• The saga of Jeff Weaver has reached a new low, with the Yankees righthander having been shipped down to Class-A Tampa this week to get some embarrassing side work in with Bombers pitching guru Billy Connors.
It’s hard to pinpoint exactly what’s gone wrong with Weaver since the Yankees acquired him from the Detroit Tigers last summer, but if there’s anyone who can figure him out, it’s probably Connors.
The one-time Cubs and Mets hurler is a virtuoso of pitching knowledge, having most recently figured out a number of mechanical difficulties within the motion of Jose Contreras – ironically, the very person who bumped Weaver from the Yankees’ starting five.
Perhaps better times are ahead for Weaver, who is 7-9 this season and raised his ERA to an unimpressive 5.85 Monday when he served up a home run to the Orioles’ Larry Bigbie. He’s still eligible for the postseason roster when the Yankees begin the Division Series, and if the Connors Cure works, he might be a valuable in-season pickup for a Bombers pitching staff that has seen a stunning amount of turnover this season.
"Maybe 10 years from now I’ll say 2003 is the year that built me as a pitcher and a person," Weaver said.
• The YES Network’s Michael Kay brought up an excellent point this week regarding the accountability of the three big stars of the Boston Red Sox – Nomar Garciaparra, Manny Ramirez and Pedro Martinez.
While Derek Jeter makes it a point to be available to the media in both good times and bad, Ramirez and Martinez are the exact opposites up in Beantown.
Both have sworn off speaking to the press, although Martinez made an exception this week, telling a Boston radio reporter that he had no intention of coming back to Fenway Park once his current hold with the team ends. In order to speak with Garciaparra, even the poor souls who cover the Sox on a daily basis must make an apointment with the star shortstop and his club.
As Kay properly noted, that kind of a behavior is an accurate reflection of disarray in the front office – a sign that maybe the Red Sox don’t have everything in control the way they should. Somebody needs to speak to these spoiled babies, and fast.
Ramirez is a Washington Heights native who’s made no secret of his aspirations to someday play for the Yankees, but he’d better get his act together if that’s ever going to happen.
• Former Dodgers manager Tommy Lasorda believes that the Mets are absolutely, positively clueless with regard to their treatment of his godson, Mike Piazza. Lasorda told a gathering of Mets beat writers this week in Los Angeles that he can’t understand why the team is so eager to move Piazza out from behind the plate and to first base, conveniently ignoring his poor throwing by defending his big bat."Do you have a better catcher?"

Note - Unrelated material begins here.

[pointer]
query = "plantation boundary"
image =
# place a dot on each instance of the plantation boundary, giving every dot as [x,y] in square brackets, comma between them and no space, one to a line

Lasorda said, according to accounts. "Do you got a guy that could hit .300 and hit 40 home runs? Then, damn it, move him. But you can’t get anybody better than that. What the hell do they want?" A recent article in the Los Angeles Times floated the possibility that Piazza could someday end his career in Dodgers blue, the way it started. It’s an intriguing thought, but it doesn’t really make financial sense for the Dodgers, who already have a great catcher in Paul Lo Duca and have been burned by the re-acquisition of another Met, the injured Todd Hundley.
• Yankees third baseman Aaron Boone, hitting just .181 with his new team, admits that he’s been pressing to make his mark in New York since the late July trade that rescued him from the cost-cutting Cincinnati Reds.
"Not knowing any of these guys and not knowing any of the coaches, you do want to come over and make an impression," Boone said. "It’s an adjustment, the whole thing, with the pitchers and a new league and all of that. Those aren’t excuses or anything, but all of that, and just basically not swinging the bat well for a couple of weeks, and that’s what you’ve got."
• Al Leiter’s political career may have to go on hold. The Mets lefthander has accepted an opportunity to step in as the third man in the booth during FOX’s coverage of the League Championship Series. He’ll be interestingly paired with Tim McCarver, the longtime Mets commentator who worked a number of Leiter’s starts as a Met beginning in 1998.
BULLET If you thought the Turner Field turf looked a little shoddy during the Mets’ series with the Braves this week, your eyes weren’t betraying you. The grass at ‘The Ted’ has been an awful mess ever since thousands of moshing Metallica fans ripped it to shreds in mid-July, and the grounds crew has been relegated to filling in the empty patches with green sand.